Scanning for filesystems


val scan_machine : machine -> machine
This does a complete scan of all devices owned by a machine, identifying all partitions, filesystems, physical and logical volumes that are known to this library.

This scans down to the level of the filesystem superblocks.

Returns an updated Diskimage.machine structure with the scan results.


Create ownership tables


type ownership 
val create_ownership : machine -> ownership
This creates the ownership tables (mapping disk blocks to the ultimate filesystem, etc., which owns each one).
type owner = [ `Filesystem of filesystem
       | `Partitions of partitions
       | `PhysicalVolume of pv ] 
val get_owners_lookup : machine ->
       ownership ->
       block_device -> Int63.t -> (owner * Int63.t) list
get_owners_lookup machine disk returns a specialized function for looking up owners (filesystems, etc.) which reside on block device disk.

disk must be a block device of the machine.

The specialized lookup function that is returned can be called as lookup offset to look up the owners of byte offset offset.

Returns a list of (owner, owner_offset) where owner is the filesystem, etc., and owner_offset is the byte offset relative to the owner.

It is common for there to be multiple owners: for example in the case where a filesystem is created on a partition, both the filesystem (`Filesystem fs) and partition scheme (`Partitions parts) will be returned.

The specialized function is efficient.
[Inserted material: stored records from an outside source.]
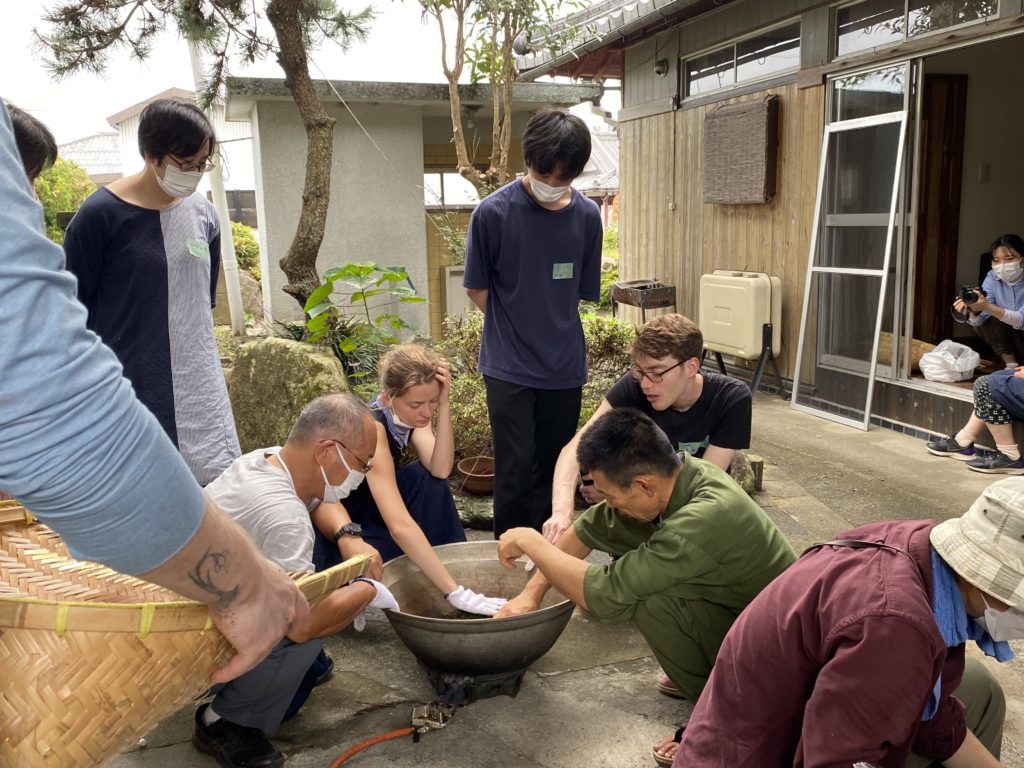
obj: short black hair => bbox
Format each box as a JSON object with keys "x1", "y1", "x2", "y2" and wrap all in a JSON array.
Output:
[
  {"x1": 577, "y1": 408, "x2": 679, "y2": 488},
  {"x1": 522, "y1": 106, "x2": 590, "y2": 181},
  {"x1": 138, "y1": 98, "x2": 217, "y2": 160},
  {"x1": 6, "y1": 104, "x2": 57, "y2": 184},
  {"x1": 988, "y1": 234, "x2": 1024, "y2": 256}
]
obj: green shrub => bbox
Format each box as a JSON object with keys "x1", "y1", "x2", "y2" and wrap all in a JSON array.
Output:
[
  {"x1": 36, "y1": 158, "x2": 96, "y2": 244},
  {"x1": 436, "y1": 312, "x2": 634, "y2": 460},
  {"x1": 231, "y1": 221, "x2": 260, "y2": 281}
]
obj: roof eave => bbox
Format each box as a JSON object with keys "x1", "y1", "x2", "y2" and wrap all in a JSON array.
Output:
[{"x1": 516, "y1": 0, "x2": 733, "y2": 80}]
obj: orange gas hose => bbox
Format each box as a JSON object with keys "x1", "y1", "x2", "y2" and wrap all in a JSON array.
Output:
[{"x1": 331, "y1": 726, "x2": 416, "y2": 768}]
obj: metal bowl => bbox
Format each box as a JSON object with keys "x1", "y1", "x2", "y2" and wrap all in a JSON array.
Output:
[{"x1": 381, "y1": 542, "x2": 574, "y2": 676}]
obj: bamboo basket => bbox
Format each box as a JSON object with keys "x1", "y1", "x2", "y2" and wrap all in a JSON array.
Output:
[{"x1": 0, "y1": 502, "x2": 366, "y2": 768}]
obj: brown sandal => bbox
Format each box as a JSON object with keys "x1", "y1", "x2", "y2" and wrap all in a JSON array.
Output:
[
  {"x1": 651, "y1": 725, "x2": 686, "y2": 768},
  {"x1": 657, "y1": 677, "x2": 686, "y2": 698}
]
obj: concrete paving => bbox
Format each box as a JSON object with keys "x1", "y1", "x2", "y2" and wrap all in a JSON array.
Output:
[{"x1": 109, "y1": 394, "x2": 1024, "y2": 768}]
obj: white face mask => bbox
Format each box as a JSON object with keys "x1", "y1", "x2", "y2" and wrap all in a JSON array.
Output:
[
  {"x1": 153, "y1": 163, "x2": 203, "y2": 198},
  {"x1": 974, "y1": 594, "x2": 1024, "y2": 642},
  {"x1": 386, "y1": 400, "x2": 416, "y2": 429},
  {"x1": 321, "y1": 443, "x2": 367, "y2": 504},
  {"x1": 529, "y1": 176, "x2": 569, "y2": 204},
  {"x1": 992, "y1": 260, "x2": 1024, "y2": 283}
]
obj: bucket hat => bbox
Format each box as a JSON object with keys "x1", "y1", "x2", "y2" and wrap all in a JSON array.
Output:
[{"x1": 931, "y1": 477, "x2": 1024, "y2": 608}]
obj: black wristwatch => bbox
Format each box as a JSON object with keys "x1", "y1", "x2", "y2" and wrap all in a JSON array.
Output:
[{"x1": 334, "y1": 522, "x2": 362, "y2": 542}]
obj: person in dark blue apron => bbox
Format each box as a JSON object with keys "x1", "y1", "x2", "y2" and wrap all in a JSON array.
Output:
[{"x1": 313, "y1": 344, "x2": 505, "y2": 615}]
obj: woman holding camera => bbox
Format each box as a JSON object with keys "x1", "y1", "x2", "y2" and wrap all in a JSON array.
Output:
[{"x1": 953, "y1": 234, "x2": 1024, "y2": 371}]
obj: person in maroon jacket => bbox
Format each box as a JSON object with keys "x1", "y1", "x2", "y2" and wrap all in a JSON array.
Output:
[{"x1": 673, "y1": 477, "x2": 1024, "y2": 768}]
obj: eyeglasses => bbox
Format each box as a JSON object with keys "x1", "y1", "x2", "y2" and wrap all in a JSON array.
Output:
[
  {"x1": 167, "y1": 155, "x2": 216, "y2": 173},
  {"x1": 992, "y1": 251, "x2": 1021, "y2": 264},
  {"x1": 630, "y1": 358, "x2": 689, "y2": 384},
  {"x1": 334, "y1": 440, "x2": 373, "y2": 474}
]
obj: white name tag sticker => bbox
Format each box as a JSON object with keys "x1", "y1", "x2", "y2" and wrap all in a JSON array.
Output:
[{"x1": 551, "y1": 261, "x2": 572, "y2": 280}]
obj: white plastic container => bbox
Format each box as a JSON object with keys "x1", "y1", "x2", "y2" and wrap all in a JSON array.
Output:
[{"x1": 697, "y1": 269, "x2": 782, "y2": 359}]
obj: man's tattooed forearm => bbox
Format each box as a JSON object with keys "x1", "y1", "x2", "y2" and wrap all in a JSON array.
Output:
[{"x1": 188, "y1": 549, "x2": 239, "y2": 608}]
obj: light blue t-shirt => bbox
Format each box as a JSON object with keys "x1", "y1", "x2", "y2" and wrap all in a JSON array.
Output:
[{"x1": 0, "y1": 102, "x2": 204, "y2": 573}]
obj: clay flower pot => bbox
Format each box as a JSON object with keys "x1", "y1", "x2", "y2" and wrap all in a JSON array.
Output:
[{"x1": 456, "y1": 456, "x2": 495, "y2": 496}]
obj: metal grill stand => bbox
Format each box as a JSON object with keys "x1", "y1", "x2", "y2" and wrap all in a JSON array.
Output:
[{"x1": 609, "y1": 278, "x2": 676, "y2": 323}]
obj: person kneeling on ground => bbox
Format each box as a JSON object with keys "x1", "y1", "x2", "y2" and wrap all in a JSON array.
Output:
[
  {"x1": 498, "y1": 408, "x2": 796, "y2": 760},
  {"x1": 673, "y1": 477, "x2": 1024, "y2": 768},
  {"x1": 313, "y1": 344, "x2": 505, "y2": 616},
  {"x1": 193, "y1": 394, "x2": 398, "y2": 768},
  {"x1": 542, "y1": 312, "x2": 752, "y2": 698},
  {"x1": 542, "y1": 312, "x2": 752, "y2": 544},
  {"x1": 925, "y1": 366, "x2": 1024, "y2": 475},
  {"x1": 953, "y1": 234, "x2": 1024, "y2": 370}
]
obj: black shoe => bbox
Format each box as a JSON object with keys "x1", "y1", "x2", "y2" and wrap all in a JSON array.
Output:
[
  {"x1": 303, "y1": 650, "x2": 334, "y2": 688},
  {"x1": 967, "y1": 451, "x2": 1024, "y2": 475},
  {"x1": 925, "y1": 435, "x2": 980, "y2": 462},
  {"x1": 193, "y1": 705, "x2": 285, "y2": 768}
]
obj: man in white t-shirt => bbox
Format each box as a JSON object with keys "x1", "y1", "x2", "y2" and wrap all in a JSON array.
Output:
[{"x1": 193, "y1": 394, "x2": 397, "y2": 768}]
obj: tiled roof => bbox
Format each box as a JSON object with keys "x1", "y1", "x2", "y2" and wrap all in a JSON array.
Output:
[{"x1": 58, "y1": 131, "x2": 122, "y2": 176}]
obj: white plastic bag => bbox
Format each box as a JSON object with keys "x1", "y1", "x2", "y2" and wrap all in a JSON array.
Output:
[{"x1": 921, "y1": 339, "x2": 981, "y2": 381}]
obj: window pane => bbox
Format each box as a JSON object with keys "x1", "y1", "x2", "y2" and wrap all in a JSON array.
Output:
[
  {"x1": 686, "y1": 45, "x2": 736, "y2": 96},
  {"x1": 907, "y1": 0, "x2": 998, "y2": 36},
  {"x1": 736, "y1": 22, "x2": 800, "y2": 83},
  {"x1": 793, "y1": 272, "x2": 882, "y2": 422},
  {"x1": 836, "y1": 0, "x2": 903, "y2": 56},
  {"x1": 815, "y1": 123, "x2": 900, "y2": 269},
  {"x1": 831, "y1": 65, "x2": 906, "y2": 122},
  {"x1": 444, "y1": 173, "x2": 480, "y2": 205},
  {"x1": 423, "y1": 173, "x2": 442, "y2": 206}
]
Diskimage.create_ownership creates a tree structure which allows ownership to be determined in just a few steps.

val offset_is_free : (owner * Int63.t) list -> bool
offset_is_free owners tests if the offset is free (unused).
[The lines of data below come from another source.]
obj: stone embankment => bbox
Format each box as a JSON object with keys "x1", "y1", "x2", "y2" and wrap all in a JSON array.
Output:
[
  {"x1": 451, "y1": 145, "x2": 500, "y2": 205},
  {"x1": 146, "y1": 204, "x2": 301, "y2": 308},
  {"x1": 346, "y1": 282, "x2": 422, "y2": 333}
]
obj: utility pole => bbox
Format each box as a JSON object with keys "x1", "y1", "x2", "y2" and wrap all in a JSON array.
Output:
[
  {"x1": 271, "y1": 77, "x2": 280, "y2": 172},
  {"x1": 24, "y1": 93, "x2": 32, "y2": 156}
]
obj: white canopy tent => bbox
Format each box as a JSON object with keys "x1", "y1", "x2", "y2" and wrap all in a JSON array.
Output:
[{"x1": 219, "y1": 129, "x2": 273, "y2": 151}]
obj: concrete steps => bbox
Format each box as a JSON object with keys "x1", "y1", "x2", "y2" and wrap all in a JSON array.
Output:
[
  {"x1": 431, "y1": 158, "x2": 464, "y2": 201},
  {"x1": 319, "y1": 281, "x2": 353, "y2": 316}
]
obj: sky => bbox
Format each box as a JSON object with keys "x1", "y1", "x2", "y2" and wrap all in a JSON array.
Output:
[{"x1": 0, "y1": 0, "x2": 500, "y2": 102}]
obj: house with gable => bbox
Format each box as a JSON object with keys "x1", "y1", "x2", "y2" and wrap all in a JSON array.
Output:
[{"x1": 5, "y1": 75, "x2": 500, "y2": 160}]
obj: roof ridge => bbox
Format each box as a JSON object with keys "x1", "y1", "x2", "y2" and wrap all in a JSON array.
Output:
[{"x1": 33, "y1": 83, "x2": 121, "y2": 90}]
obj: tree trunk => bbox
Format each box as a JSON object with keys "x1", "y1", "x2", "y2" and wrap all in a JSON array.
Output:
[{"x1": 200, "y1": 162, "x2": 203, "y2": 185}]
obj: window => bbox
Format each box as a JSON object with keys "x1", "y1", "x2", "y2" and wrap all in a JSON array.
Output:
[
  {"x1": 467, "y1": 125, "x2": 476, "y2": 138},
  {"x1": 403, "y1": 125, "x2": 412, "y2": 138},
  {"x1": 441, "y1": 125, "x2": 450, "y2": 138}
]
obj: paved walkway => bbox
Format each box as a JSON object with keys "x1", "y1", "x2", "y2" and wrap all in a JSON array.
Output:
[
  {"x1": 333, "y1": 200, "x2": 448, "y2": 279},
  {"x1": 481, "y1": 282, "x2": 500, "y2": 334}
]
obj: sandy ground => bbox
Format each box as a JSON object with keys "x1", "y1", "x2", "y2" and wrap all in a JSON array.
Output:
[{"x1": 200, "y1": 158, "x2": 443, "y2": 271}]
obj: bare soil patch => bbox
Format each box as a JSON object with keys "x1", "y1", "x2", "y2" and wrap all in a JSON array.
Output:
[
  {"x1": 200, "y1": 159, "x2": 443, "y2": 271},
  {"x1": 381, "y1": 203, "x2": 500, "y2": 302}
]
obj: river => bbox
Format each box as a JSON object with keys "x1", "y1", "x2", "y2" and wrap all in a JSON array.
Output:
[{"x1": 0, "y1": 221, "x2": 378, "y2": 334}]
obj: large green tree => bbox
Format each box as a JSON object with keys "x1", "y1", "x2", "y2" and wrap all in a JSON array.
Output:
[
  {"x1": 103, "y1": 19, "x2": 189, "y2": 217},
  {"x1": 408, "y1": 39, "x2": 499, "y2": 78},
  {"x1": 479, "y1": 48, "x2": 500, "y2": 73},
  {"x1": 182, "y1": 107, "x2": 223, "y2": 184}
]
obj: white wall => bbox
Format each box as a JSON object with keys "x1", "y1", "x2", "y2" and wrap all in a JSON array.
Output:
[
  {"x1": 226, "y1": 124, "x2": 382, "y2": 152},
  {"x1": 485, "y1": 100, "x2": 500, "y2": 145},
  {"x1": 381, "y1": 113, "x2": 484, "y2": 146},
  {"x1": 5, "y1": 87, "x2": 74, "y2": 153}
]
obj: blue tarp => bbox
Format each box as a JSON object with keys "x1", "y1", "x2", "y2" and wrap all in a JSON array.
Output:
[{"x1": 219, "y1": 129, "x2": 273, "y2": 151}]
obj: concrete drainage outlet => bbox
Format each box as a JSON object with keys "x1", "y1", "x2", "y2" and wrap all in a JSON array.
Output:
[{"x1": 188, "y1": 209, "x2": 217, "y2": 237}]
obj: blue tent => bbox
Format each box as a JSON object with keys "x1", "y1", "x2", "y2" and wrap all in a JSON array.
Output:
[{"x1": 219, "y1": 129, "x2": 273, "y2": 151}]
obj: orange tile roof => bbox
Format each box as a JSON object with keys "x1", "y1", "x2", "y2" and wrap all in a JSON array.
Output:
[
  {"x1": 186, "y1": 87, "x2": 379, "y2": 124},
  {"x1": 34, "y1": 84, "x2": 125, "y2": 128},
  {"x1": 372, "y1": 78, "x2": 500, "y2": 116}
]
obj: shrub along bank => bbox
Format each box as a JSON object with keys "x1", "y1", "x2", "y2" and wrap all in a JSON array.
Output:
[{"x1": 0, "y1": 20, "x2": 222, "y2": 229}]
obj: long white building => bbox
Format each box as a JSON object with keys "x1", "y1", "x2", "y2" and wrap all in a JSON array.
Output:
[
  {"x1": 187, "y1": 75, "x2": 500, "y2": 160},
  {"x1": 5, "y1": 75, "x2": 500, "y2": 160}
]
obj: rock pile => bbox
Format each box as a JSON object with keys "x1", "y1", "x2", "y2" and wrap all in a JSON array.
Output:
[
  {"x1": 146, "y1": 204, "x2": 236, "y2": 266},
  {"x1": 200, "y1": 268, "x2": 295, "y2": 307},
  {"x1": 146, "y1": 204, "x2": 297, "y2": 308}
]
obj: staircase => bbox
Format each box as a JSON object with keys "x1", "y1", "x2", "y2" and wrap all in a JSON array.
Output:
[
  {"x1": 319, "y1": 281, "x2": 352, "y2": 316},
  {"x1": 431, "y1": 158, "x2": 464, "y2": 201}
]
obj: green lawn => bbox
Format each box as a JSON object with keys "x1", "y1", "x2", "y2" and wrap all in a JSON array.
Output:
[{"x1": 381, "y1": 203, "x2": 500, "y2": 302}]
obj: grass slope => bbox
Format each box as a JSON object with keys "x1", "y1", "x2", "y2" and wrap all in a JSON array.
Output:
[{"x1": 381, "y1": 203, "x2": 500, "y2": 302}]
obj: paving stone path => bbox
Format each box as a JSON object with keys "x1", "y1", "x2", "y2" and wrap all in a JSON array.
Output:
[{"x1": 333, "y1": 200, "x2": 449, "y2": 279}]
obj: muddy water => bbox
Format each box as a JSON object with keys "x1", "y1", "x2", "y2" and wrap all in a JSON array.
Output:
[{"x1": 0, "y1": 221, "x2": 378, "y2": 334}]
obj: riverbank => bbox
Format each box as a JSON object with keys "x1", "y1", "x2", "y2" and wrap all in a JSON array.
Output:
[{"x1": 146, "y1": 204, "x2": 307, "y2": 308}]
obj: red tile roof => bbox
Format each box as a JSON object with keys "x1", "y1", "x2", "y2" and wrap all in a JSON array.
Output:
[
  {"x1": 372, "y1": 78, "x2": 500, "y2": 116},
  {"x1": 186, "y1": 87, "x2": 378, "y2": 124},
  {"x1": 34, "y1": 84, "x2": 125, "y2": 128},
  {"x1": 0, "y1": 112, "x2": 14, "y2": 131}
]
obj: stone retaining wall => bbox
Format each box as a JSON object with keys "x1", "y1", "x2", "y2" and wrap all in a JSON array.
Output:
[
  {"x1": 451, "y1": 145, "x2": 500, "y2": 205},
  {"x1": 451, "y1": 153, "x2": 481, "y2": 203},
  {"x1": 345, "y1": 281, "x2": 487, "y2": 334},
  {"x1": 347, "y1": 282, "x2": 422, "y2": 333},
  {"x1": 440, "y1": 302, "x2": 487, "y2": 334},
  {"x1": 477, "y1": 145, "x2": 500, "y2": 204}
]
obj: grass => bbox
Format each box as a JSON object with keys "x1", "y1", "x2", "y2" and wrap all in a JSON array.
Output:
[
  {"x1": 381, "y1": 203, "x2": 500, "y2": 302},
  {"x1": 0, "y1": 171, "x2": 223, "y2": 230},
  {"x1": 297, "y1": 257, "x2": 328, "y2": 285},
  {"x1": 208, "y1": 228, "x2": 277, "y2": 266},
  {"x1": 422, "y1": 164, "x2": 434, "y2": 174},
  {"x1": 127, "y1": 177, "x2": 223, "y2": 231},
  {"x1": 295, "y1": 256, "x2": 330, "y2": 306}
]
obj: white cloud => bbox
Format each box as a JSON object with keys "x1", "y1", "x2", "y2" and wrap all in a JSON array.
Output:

If an offset is free, then it may be discarded without changing the semantics of the disk image. In normal cases this extends to the end of the current block, but blocksize will differ for each owner, so what this really means is tricky in practice.


Debugging


val debug : bool Pervasives.ref
If set to true, functions emit debugging information to stderr.